El reto de Mano Menezes en las Eliminatorias
Con la mirada puesta en las Eliminatorias para el Mundial 2030, la selección peruana se enfrenta a un desafío crucial: cómo preparar a su equipo para jugar en condiciones de altura. Si los partidos se disputan en Cusco o Puno, el entrenador Mano Menezes deberá considerar no solo el talento individual, sino también la capacidad de sus jugadores para adaptarse a estas exigentes condiciones.
Entre los jóvenes talentos que podrían ganarse un lugar en la convocatoria destaca Matías Lazo, un defensor de 23 años que ha demostrado su valía con 20 partidos esta temporada. Su impresionante precisión en los pases (95% en campo propio) y su capacidad defensiva lo convierten en una opción atractiva para el técnico. Junto a él, Matías Zegarra, un prometedor jugador de solo 19 años, ha tenido un impacto notable con tres goles y cuatro asistencias en 21 encuentros.
No obstante, no todo son jóvenes promesas. La experiencia también juega un papel fundamental. Gerson Barreto, volante del Cienciano, aporta equilibrio al equipo con sus nueve intercepciones y 39 balones recuperados en diez partidos. A sus 31 años, es uno de esos jugadores que pueden marcar la diferencia cuando se necesita mayor control del juego.
Por otro lado, Alejandro Hohberg, con 34 años y una destacada trayectoria, suma ya 11 goles esta temporada. Su habilidad para crear oportunidades (nueve ocasiones claras) lo convierte en una alternativa valiosa cerca del área rival.
No se puede pasar por alto a Jhonny Vidales, quien ha sido incluido dos veces en el once ideal del Clausura gracias a sus 11 goles y una asistencia.

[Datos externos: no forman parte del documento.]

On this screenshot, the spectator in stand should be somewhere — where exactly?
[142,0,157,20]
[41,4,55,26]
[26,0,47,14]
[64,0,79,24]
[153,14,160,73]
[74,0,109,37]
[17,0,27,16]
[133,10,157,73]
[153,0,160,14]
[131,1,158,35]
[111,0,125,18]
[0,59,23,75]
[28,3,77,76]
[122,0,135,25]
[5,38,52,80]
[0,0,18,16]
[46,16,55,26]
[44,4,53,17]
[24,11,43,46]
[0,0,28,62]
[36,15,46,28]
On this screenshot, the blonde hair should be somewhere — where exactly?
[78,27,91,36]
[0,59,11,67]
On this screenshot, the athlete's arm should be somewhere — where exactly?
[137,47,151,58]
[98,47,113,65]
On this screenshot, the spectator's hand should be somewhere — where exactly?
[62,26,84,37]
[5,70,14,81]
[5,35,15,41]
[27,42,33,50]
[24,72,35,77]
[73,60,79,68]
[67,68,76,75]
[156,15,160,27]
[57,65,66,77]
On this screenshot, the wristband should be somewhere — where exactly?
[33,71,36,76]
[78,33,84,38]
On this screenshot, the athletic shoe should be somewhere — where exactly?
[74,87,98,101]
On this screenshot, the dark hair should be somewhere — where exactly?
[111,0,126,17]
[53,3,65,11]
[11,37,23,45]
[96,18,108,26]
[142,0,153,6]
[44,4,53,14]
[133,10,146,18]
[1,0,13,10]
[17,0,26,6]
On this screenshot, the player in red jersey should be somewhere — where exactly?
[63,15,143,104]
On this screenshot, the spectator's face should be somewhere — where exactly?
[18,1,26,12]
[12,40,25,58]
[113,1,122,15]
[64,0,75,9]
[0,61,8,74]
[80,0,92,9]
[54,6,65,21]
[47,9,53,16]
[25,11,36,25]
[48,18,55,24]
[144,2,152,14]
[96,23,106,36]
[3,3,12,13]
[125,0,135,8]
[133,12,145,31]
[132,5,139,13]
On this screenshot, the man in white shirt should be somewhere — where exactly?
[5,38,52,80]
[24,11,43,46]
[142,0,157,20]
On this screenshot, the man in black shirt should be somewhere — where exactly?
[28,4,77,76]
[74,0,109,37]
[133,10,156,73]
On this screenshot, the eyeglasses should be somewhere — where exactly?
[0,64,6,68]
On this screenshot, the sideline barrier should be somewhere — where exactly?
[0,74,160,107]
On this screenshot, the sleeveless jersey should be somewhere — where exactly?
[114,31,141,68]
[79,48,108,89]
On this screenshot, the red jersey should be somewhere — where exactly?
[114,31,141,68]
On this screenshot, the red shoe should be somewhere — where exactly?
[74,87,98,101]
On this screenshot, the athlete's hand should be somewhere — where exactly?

También está Beto da Silva, compañero de Vidales, que aunque no tiene cifras tan impresionantes como su colega, muestra regularidad con ocho goles y tres asistencias.
Aparte de los futbolistas locales, hay quienes ya están familiarizados con jugar a gran altitud. Jesús Pretell, quien milita en LDU Quito, es uno de ellos. Con experiencia acumulada jugando regularmente a más de 2800 metros sobre el nivel del mar, su inclusión podría ser clave ante rivales como Argentina o Brasil.
Menezes tiene ante sí una tarea compleja: formar un equipo competitivo que combine juventud y experiencia sin caer en la trampa de seleccionar únicamente por criterios geográficos. La clave radica en encontrar el balance adecuado entre jugadores que puedan rendir bien bajo presión y aquellos que aporten calidad técnica al juego.
A medida que se acerca el inicio de las Eliminatorias, Perú tiene una ventaja única: su propia altitud. La planificación estratégica será esencial para maximizar este recurso natural mientras se construye un equipo sólido capaz de competir al más alto nivel internacional.